Пусть все остальное таинство ритуала будет на виду, пусть! Эти произнесенные при всех, но и одновременно скрытые от окружающих слова важней. Подтвердив наше единение, они стали святы и нерушимы, сильней условностей, сродни клятве.
Его Высочество поцеловал мне руку, а мне больших усилий стоило не поддаться продиктованному чужим гневом желанию вырвать ладонь из его пальцев. Я только с укоризной посмотрела на лорда Адсида, от чьего влияния на свои чувства не могла защититься. Из-за этого мое отношение к происходящему было двояким.
С одной стороны, я с восторгом наблюдала за тем, как лорд Фиред ставит шкатулку на принесенный слугой высокий столик. С другой стороны, какая-то часть меня, поддерживаемая настроем лорда Адсида, противилась грядущему и почему-то считала обоих аролингцев обманщиками, притворщиками.
Из-за этой внутренней борьбы ритуал помолвки, в сущности очень простой, дался мне с большим трудом. Обряд напоминал «Семейное спокойствие». Тоже нужно было произнести несколько обещаний, а потом порезать палец ритуальным кинжалом, который лорд Фиред достал из шкатулки. Но на этом сходство с тем ритуалом, который мы провели с Шэнли Адсидом, и заканчивалось.
То волшебство, что связало нас с опекуном, было искренним.
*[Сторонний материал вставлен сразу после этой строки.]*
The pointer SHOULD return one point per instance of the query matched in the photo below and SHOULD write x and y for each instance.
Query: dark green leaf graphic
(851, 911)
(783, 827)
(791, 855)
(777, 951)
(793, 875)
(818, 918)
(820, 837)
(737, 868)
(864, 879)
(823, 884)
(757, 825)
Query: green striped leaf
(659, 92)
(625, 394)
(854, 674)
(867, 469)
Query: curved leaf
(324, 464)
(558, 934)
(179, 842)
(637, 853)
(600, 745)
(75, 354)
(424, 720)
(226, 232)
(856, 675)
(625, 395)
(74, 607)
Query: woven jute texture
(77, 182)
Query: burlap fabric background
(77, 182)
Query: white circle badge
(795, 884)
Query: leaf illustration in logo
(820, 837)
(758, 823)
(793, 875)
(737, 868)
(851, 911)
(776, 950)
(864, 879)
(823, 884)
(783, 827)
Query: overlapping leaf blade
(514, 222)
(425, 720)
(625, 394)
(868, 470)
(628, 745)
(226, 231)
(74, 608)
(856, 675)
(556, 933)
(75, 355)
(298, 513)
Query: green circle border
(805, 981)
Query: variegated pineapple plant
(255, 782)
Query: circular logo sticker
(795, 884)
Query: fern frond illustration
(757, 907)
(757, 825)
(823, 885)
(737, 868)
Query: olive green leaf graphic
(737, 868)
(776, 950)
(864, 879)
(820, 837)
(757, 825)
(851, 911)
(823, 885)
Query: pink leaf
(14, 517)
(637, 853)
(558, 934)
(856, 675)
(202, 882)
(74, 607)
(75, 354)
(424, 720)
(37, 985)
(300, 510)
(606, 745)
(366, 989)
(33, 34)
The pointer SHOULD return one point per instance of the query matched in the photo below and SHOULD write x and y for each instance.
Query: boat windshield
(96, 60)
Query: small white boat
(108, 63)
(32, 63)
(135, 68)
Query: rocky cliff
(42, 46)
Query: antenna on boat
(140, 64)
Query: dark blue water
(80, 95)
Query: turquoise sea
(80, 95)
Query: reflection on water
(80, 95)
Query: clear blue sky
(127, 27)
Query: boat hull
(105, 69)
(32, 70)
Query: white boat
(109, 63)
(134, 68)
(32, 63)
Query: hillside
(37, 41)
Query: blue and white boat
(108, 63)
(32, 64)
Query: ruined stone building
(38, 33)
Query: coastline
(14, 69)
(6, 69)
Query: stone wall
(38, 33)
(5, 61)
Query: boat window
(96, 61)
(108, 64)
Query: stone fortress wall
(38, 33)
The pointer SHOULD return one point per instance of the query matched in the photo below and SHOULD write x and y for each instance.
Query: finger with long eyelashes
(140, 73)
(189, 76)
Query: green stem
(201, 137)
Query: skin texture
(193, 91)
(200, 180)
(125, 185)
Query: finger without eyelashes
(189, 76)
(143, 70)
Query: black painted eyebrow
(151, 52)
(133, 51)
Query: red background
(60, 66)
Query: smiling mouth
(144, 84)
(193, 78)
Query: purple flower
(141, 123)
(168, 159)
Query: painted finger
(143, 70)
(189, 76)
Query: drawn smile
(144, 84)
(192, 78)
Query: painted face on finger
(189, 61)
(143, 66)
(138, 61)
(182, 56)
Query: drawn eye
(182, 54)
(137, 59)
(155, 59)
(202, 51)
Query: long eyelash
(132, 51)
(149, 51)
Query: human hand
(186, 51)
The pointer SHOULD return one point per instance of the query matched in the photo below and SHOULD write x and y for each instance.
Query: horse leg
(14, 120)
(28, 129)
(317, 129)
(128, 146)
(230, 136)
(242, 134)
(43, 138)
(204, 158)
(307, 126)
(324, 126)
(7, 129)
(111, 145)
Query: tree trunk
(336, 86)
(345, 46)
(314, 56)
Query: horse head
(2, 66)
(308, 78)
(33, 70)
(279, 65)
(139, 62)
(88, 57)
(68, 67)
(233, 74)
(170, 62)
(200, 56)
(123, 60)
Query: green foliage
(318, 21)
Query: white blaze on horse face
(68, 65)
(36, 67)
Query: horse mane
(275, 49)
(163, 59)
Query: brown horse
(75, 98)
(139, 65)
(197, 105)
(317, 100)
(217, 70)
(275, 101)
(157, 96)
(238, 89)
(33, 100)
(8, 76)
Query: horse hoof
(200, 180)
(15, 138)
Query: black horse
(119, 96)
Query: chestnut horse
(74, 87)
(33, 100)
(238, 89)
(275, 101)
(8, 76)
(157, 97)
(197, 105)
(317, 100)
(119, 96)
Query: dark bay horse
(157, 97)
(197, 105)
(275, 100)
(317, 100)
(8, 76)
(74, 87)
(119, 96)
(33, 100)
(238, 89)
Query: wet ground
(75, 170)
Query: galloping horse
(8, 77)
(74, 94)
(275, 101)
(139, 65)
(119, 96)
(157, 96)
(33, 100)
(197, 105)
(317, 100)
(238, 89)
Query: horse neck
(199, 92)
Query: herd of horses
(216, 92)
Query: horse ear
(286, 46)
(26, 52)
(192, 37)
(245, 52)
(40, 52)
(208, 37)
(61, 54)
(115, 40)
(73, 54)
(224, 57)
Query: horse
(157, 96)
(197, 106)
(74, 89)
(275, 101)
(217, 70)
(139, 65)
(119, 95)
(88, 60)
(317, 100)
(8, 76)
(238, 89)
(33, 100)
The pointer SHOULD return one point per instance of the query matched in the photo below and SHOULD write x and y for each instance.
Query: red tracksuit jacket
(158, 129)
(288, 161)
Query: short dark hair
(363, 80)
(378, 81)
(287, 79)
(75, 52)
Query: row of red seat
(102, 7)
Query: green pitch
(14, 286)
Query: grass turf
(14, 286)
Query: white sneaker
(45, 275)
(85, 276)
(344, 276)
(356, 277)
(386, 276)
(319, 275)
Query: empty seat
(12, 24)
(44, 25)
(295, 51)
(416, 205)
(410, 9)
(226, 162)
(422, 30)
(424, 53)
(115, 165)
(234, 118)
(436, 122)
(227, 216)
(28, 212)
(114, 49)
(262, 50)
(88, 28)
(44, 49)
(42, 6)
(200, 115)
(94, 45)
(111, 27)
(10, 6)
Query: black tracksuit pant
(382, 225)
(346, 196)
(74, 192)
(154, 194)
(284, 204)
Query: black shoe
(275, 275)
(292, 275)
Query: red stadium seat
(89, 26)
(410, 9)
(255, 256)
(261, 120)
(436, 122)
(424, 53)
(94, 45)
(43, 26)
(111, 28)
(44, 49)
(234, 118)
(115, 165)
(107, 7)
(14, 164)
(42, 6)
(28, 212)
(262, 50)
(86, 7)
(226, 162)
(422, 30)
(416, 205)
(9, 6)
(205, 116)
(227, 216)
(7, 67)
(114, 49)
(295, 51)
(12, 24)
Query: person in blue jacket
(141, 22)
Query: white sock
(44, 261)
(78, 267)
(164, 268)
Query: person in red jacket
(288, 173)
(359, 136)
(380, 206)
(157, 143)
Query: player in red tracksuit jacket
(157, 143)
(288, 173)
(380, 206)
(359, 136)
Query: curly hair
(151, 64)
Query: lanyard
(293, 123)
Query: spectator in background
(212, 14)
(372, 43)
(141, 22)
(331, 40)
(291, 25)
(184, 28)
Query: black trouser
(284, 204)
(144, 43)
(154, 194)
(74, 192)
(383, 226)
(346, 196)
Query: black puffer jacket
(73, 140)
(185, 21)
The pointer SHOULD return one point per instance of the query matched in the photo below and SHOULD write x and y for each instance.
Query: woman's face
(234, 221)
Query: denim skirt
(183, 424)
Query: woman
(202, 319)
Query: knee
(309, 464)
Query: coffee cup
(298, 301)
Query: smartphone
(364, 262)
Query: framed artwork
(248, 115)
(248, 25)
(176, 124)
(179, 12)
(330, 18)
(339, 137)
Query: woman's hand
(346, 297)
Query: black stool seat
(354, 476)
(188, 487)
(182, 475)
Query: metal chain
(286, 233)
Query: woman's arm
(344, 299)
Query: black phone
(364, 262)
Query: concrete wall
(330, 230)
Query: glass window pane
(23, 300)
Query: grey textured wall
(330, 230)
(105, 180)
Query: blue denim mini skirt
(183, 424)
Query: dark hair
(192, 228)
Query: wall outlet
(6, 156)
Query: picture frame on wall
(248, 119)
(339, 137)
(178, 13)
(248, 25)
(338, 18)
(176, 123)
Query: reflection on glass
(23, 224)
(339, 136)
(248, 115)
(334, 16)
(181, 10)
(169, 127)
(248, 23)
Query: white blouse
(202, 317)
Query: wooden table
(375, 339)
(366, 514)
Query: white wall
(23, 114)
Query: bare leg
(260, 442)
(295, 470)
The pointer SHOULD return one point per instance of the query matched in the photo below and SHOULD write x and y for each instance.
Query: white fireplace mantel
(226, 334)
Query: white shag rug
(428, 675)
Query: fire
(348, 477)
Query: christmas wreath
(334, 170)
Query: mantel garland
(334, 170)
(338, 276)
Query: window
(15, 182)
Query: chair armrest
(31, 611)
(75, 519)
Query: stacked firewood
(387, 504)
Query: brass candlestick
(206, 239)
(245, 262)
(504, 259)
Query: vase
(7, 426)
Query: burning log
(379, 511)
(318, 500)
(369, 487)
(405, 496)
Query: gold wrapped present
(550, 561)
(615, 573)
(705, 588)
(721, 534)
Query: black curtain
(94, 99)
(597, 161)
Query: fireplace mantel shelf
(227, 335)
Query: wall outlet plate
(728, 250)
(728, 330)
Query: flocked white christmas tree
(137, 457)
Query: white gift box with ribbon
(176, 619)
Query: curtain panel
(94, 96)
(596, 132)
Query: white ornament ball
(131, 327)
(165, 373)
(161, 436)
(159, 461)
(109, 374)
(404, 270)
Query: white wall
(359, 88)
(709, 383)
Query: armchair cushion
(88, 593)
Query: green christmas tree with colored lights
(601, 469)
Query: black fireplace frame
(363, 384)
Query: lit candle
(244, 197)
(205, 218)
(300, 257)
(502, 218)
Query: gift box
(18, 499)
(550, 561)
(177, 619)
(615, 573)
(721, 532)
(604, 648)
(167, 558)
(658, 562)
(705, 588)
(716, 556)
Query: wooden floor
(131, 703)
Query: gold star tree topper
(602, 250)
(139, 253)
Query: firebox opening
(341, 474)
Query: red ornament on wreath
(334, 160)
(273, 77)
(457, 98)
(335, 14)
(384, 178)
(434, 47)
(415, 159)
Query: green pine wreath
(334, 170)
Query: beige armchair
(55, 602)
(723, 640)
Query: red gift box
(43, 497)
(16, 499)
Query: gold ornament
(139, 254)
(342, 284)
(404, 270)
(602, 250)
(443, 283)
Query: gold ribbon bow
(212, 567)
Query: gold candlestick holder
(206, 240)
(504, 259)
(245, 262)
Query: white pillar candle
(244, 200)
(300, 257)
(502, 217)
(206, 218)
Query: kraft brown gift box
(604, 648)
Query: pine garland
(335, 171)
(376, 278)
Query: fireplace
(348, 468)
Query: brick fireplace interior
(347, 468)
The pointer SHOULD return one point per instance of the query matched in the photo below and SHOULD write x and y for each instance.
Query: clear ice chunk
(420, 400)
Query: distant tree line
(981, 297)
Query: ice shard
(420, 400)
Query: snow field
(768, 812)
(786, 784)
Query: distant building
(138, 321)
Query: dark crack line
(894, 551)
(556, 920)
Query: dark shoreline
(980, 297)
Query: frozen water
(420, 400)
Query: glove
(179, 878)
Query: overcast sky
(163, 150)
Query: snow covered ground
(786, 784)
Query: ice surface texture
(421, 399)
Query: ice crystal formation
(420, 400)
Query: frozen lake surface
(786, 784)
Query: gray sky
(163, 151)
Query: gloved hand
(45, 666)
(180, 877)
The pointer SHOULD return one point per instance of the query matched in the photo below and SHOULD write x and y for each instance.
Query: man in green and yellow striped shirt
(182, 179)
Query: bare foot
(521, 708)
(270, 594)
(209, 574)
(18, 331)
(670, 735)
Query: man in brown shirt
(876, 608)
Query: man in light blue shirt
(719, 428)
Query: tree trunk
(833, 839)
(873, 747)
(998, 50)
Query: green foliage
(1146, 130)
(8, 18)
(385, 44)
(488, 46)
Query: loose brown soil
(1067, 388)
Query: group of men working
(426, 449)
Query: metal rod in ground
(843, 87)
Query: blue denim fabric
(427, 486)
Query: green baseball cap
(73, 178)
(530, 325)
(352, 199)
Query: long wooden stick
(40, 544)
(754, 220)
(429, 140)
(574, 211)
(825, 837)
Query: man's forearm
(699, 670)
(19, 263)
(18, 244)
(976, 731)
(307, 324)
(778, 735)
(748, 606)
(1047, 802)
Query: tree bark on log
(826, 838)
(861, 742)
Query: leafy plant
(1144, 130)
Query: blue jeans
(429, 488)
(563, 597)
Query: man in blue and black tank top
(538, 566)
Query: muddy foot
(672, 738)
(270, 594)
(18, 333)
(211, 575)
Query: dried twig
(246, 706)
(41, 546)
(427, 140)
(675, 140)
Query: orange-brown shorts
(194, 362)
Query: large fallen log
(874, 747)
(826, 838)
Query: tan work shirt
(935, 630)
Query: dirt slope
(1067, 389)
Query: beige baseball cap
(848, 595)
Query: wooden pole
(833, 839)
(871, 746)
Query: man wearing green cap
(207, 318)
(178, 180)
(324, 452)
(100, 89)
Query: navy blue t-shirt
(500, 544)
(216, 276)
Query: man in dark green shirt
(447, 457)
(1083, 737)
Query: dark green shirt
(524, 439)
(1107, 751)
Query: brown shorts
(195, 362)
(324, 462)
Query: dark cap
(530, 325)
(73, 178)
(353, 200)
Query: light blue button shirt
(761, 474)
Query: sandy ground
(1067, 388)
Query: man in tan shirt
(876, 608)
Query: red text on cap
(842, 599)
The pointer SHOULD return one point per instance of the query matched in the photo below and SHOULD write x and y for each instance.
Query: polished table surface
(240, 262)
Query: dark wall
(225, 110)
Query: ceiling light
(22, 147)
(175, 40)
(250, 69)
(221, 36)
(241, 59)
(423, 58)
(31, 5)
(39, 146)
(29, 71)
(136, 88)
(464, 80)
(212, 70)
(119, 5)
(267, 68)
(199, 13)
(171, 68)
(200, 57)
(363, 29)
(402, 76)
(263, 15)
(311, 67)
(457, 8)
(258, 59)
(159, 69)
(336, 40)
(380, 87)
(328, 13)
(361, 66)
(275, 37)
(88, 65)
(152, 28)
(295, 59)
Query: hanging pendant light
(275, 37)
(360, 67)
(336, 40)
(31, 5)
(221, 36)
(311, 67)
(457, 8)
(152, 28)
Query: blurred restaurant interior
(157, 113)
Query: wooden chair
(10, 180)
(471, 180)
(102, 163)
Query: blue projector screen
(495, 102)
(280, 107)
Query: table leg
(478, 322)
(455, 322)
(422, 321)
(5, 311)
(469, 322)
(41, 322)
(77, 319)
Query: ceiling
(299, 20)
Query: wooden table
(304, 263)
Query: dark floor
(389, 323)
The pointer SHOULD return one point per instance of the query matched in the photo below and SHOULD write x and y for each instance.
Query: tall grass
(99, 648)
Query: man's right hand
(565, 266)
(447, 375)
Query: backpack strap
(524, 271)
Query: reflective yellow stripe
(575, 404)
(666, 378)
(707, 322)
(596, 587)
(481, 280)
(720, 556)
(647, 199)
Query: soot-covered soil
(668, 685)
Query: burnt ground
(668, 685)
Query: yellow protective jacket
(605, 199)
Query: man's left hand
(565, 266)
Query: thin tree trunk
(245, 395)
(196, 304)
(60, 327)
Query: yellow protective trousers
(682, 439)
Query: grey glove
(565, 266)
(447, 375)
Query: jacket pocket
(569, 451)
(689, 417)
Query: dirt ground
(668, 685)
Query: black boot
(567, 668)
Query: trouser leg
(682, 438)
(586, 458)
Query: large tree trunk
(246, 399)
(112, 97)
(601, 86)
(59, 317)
На него чудесным образом откликались и разум, и сердце, и магия. Чего только стоило переплетение даров в конце! Истинное наслаждение…
Ритуал помолвки показался мне грубым, сковывающим и, это противное слово я гнала с особым старанием, порабощающим. Я принуждала себя повторять формулы, смотрела в карие глаза принца, но будто наяву видела чешую, покрывающую его лицо, и боялась. Он, наверное, почувствовал это, заволновался, а потому сильно сжал мою ладонь левой рукой несколько раз. Палец пронзила острая боль, но начавшийся ритуал не дал мне вырваться.
Зуар, чье колдовское имя ласкало слух, первым проговаривал необходимые фразы о нерушимости намерений, об искренности. Я внимала с радостью, порядком отравленной недоверием. Странным сочетанием чувств я была обязана собственной двойственности восприятия, вызывавшей сильную головную боль.
Но несмотря на то, что та часть меня, которая соглашалась с Шэнли Адсидом и с подозрением относилась к аролинцам и их затее, постепенно слабела, удовольствия от ритуала я не испытывала. Чувствовала себя бесправной куклой, от которой ждут определенных действий и реакций, не позволяют выйти за рамки образа. Это вызывало отторжение, довольно сильное, но недостаточное чтобы прервать ритуал.